When we have foreign visitors we're always troubled by the following quandary: what is the shortest socially acceptable gap between meals, 'cos we've got a LOT of good eating to show you. Our best guests (and yup, since you ask, we pretty much do have a league table based on gluttony and gastric stamina) have prodigious appetites and don't mind putting on a couple of kilos... in one weekend.
I just started a great book by a lady who would, I think, understand our predicament (A Tiger in the Kitchen by Cheryl Lu-Lien Tan). She left Singapore for the USA as a young journalist who couldn't cook. But when her grandmother passed away she realised that unless she picked up some skills from her aunties, she might never learn to cook the Singaporean food she loved. This book describes how she set about it.
Trouble is that Singaporean dishes are sophisticated, often using elaborate techniques and mysterious ingredients, so cooking anything local is (for me) quite a daunting prospect. But Cheryl explains her culinary successes and failures with great deal of humour, and suddenly I'm feeling a surge of misplaced confidence.
Kaya was one of her first challenges. A kind of coconutty, eggy curd, kaya is the cornerstone of a traditional local breakfast: a lightly boiled egg or two (the whites barely set) which you can douse with soy sauce, a white toast sandwich of butter and kaya, and some kopi or teh (super strong and liberally sweetened with condensed milk). The way Cheryl tells the story of her grandmother's kaya lesson makes it irresistable to me because she makes this infamous local delicacy sound so simple (famous last words). I can't wait to give it a try (watch this space...) and I'm certain there are going to be many more recipes through the book that I'll be itching to master before we leave Singapore.
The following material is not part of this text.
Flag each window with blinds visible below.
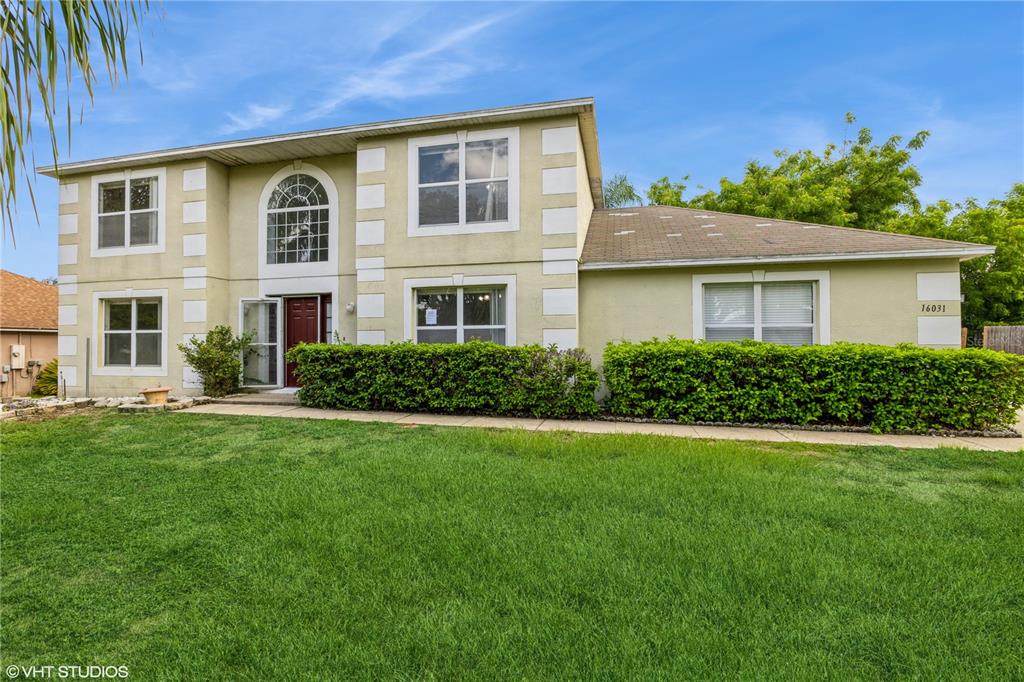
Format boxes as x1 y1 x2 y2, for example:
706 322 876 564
703 282 815 346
a whole tray of deliciousness with virtually no positive nutritional value. yes that is butter, a whole slab of it |
Oh, and another great thing? Cheryl has a delicious blog, so you can follow her here.
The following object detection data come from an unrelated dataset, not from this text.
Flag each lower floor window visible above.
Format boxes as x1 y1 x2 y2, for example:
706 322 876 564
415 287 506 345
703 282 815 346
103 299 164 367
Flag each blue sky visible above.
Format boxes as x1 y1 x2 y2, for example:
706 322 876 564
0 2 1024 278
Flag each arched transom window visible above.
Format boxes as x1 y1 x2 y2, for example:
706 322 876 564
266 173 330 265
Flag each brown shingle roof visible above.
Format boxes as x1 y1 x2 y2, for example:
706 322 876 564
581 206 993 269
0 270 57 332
Another woman who has stunned me with simplicity this week is the pattern designer Veera Valimaki. I've made two of her Different Lines scarves over the past couple of months and I'm completely in love with the pattern, it's amazing. But now I've just started the Stripe Study Shawl and it's mind-boggling. I've been in awe with every row - how did she dream up such a simple pattern that, when completed, looks so striking (take a look at some of the finished pieces on Ravelry).
Both of the designs are simply garter stitch with a few M1s and W&Ts thrown in. Stripe Study is triangular with a chevron pattern, while Different Lines has straight fanned stripes and is sail-shaped.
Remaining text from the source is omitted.